The young lady looked at the guy to whom I was pointing, briefly hesitated, and responded, “Um…are you talking about the guy wearing the turban thing on his head?” When I nodded affirmatively, she replied, “Well, I’m sure he’s a good dancer but I usually don’t dance with guys like that. One time I danced with this Indian guy and he smelled so strong of herbs and spices that it kind of made me sick to my stomach.
I didn’t want to initiate a deep discussion about race/ethnicity/nationality at a Salsa social, but I couldn’t stop myself from saying– “So, just because you danced with one Indian guy who smelled like spices, you won’t dance with any other Indian guys ever again?” The female dancer looked kind of annoyed at my question and replied, “Well – it sounds stupid when you say it like that, but that’s just my opinion.” Luckily, at that point our conversation came to an end when some non-Indian guy asked this lady for a dance.
The Latin dance community is a racially, ethnically, and culturally diverse community which most people seem to enjoy. However, for some dancers their entry into the Latin dance community may present them with their first true opportunity to closely interact with people who are ethnically/racially/culturally different from themselves. Sometimes this previous lack of multi-cultural exposure can lead to the forming of strange opinions about an entire group of people based upon one or two disappointing dance floor experiences.

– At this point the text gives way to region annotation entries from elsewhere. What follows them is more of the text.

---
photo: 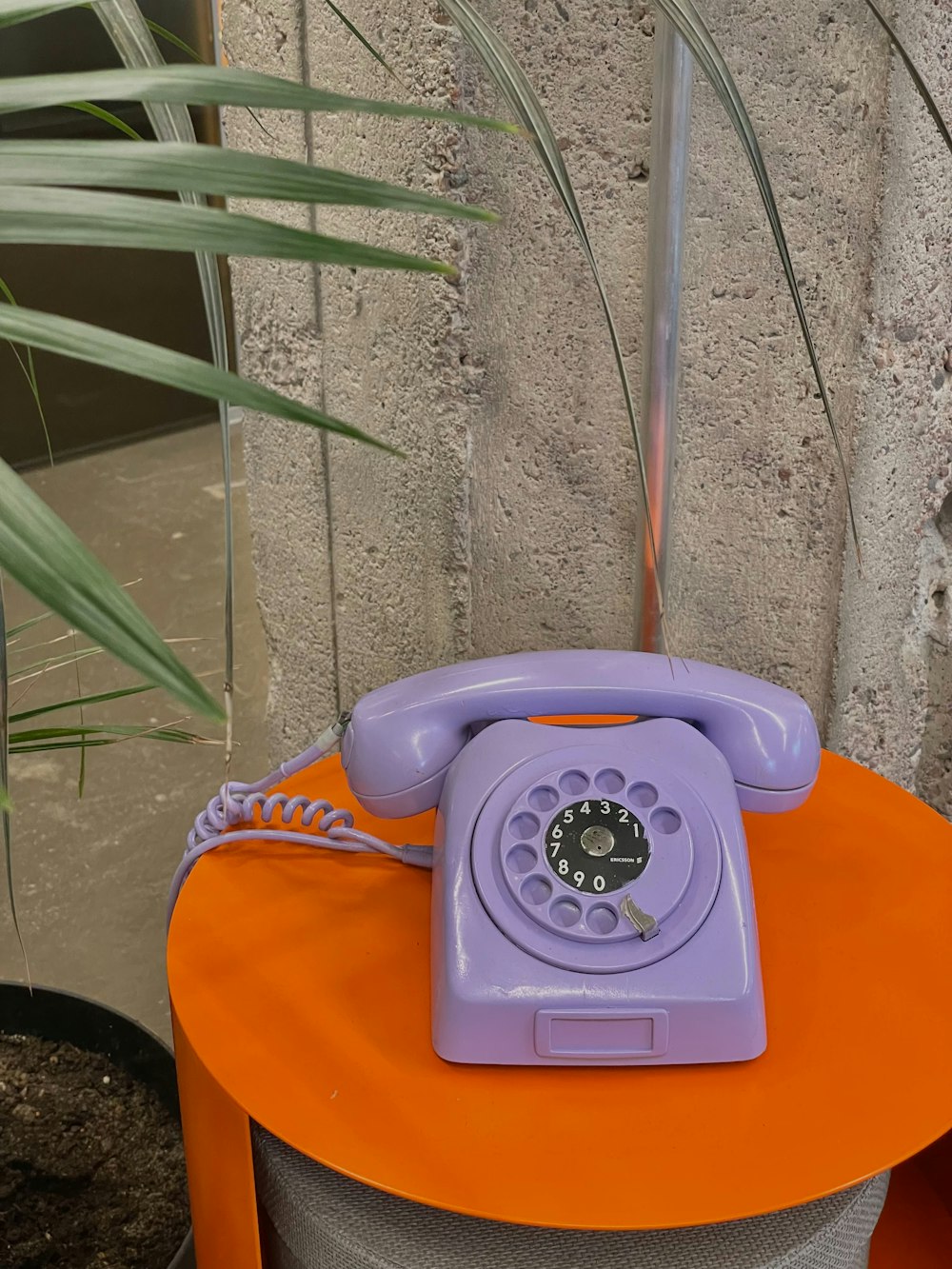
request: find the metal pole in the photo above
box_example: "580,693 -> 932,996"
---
636,12 -> 694,652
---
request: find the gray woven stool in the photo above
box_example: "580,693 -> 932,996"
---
251,1124 -> 888,1269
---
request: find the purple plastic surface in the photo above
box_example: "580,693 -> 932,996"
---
342,651 -> 820,819
431,718 -> 765,1066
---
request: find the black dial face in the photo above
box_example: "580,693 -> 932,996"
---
545,798 -> 651,895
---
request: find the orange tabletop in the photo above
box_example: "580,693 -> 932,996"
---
169,754 -> 952,1233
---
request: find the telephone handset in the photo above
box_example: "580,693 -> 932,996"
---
342,651 -> 820,1064
183,651 -> 820,1064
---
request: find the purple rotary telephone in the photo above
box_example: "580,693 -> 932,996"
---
184,651 -> 820,1066
342,651 -> 820,1064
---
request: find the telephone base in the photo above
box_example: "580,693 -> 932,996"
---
433,999 -> 766,1066
433,718 -> 766,1066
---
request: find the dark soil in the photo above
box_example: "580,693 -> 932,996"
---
0,1034 -> 189,1269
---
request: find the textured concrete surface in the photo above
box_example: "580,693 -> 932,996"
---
226,0 -> 952,803
831,5 -> 952,815
0,426 -> 268,1037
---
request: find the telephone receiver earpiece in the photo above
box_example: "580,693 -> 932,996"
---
342,649 -> 820,819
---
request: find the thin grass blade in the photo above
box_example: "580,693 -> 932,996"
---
0,66 -> 519,132
7,613 -> 53,639
10,684 -> 155,724
0,0 -> 87,18
865,0 -> 952,152
439,0 -> 664,622
0,278 -> 53,467
324,0 -> 400,80
0,186 -> 456,269
10,724 -> 209,752
95,0 -> 235,766
0,575 -> 30,982
0,306 -> 396,451
0,462 -> 221,718
146,18 -> 205,65
66,102 -> 142,141
656,0 -> 862,570
0,141 -> 498,222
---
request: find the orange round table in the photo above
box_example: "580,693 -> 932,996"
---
168,754 -> 952,1269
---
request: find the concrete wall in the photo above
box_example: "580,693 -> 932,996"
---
226,0 -> 952,809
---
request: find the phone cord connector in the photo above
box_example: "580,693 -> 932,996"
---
168,713 -> 431,922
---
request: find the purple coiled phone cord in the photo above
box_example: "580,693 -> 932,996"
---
168,714 -> 433,922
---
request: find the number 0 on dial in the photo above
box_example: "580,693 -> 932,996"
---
545,798 -> 651,895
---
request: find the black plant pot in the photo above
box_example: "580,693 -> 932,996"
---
0,982 -> 195,1269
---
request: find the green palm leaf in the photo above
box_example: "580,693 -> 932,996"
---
10,683 -> 155,722
0,306 -> 396,451
0,186 -> 456,275
0,459 -> 221,725
66,102 -> 142,141
0,64 -> 519,132
0,141 -> 498,222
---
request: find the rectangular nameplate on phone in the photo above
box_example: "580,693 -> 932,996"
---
536,1009 -> 667,1059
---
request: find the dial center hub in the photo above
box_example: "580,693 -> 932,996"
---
580,823 -> 614,858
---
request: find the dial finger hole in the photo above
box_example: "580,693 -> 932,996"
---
509,811 -> 541,839
506,843 -> 538,874
651,805 -> 681,834
548,899 -> 582,929
519,874 -> 552,907
595,767 -> 625,793
628,782 -> 658,805
585,903 -> 618,934
528,784 -> 559,811
559,771 -> 589,793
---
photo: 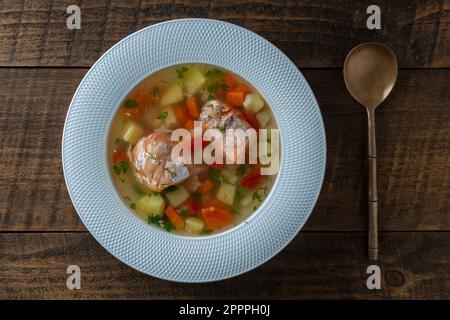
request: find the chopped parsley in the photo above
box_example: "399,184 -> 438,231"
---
156,111 -> 169,122
113,164 -> 122,176
164,168 -> 177,178
164,186 -> 178,193
133,184 -> 144,196
151,87 -> 161,96
206,81 -> 228,93
125,100 -> 137,109
252,190 -> 262,202
120,160 -> 130,173
236,164 -> 248,177
234,186 -> 242,202
147,214 -> 174,231
205,68 -> 223,78
175,67 -> 188,79
208,167 -> 222,182
180,209 -> 191,218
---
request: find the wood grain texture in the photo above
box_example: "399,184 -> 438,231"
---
0,68 -> 450,231
0,0 -> 450,68
0,232 -> 450,299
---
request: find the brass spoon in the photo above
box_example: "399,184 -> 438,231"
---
344,42 -> 398,260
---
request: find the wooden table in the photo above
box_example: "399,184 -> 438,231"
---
0,0 -> 450,299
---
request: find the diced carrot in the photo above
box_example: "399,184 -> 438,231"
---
202,206 -> 233,230
225,90 -> 245,107
210,163 -> 225,170
205,197 -> 231,211
166,206 -> 184,230
173,103 -> 192,125
183,119 -> 194,130
241,167 -> 264,190
186,96 -> 200,119
113,148 -> 127,164
188,137 -> 211,152
196,179 -> 214,193
223,73 -> 236,90
186,197 -> 200,214
243,111 -> 259,130
231,84 -> 250,95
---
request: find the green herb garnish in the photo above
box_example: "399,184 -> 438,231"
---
252,190 -> 262,202
147,214 -> 174,231
125,100 -> 137,109
156,111 -> 169,121
205,68 -> 224,78
152,87 -> 161,96
208,167 -> 222,182
236,164 -> 248,177
113,165 -> 122,176
120,160 -> 130,173
175,67 -> 188,79
164,168 -> 177,178
180,209 -> 191,218
164,186 -> 178,193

Over the years I’ve heard all kinds of head-scratching comments from some of my fellow dancers regarding the supposed dance abilities of a certain ethnic groups. Some of the comments include: “Asian men only care about patterns;” or, “Black girls don’t know how to spin; “or, “Mexican men only know how to street dance;” or, “White guys have to count all the time.” These are just a few examples. I could go on and on, as I’ve heard comments about virtually every ethnic group made by people of virtually every ethnic group. While these comments are not exactly malicious, they are harmful as they needlessly erect barriers amongst us. The heartbeat of social dancing is connection, and anything that disrupts this connection should not have a place on the dance floor.
None of us are immune from the lure of stereotypes as it’s often easier to lump “strange” people into groups rather than to consider them as individuals. However, stereotypes and superficial preferences do not serve anyone well on the Latin dance floor.
While you may not want to date someone twenty years older than yourself, dancing with someone from a different generation really shouldn’t pose a problem. And, who cares if you’re not physically attracted to every man/woman who asks you to dance? The way a person looks has nothing to do with the way he/she can rock your world on the dance floor.
Finally, while people who share a race, ethnicity or nationality may have a similar way of relating to music, no two people dance exactly alike no matter what culture they share. Dancing is one of the most enjoyable and personal ways in which we can share a part of ourselves with another person. Don’t let stereotypes and random superficial preferences limit your opportunities to enjoy the kind of connective experience that only the social dance floor can provide.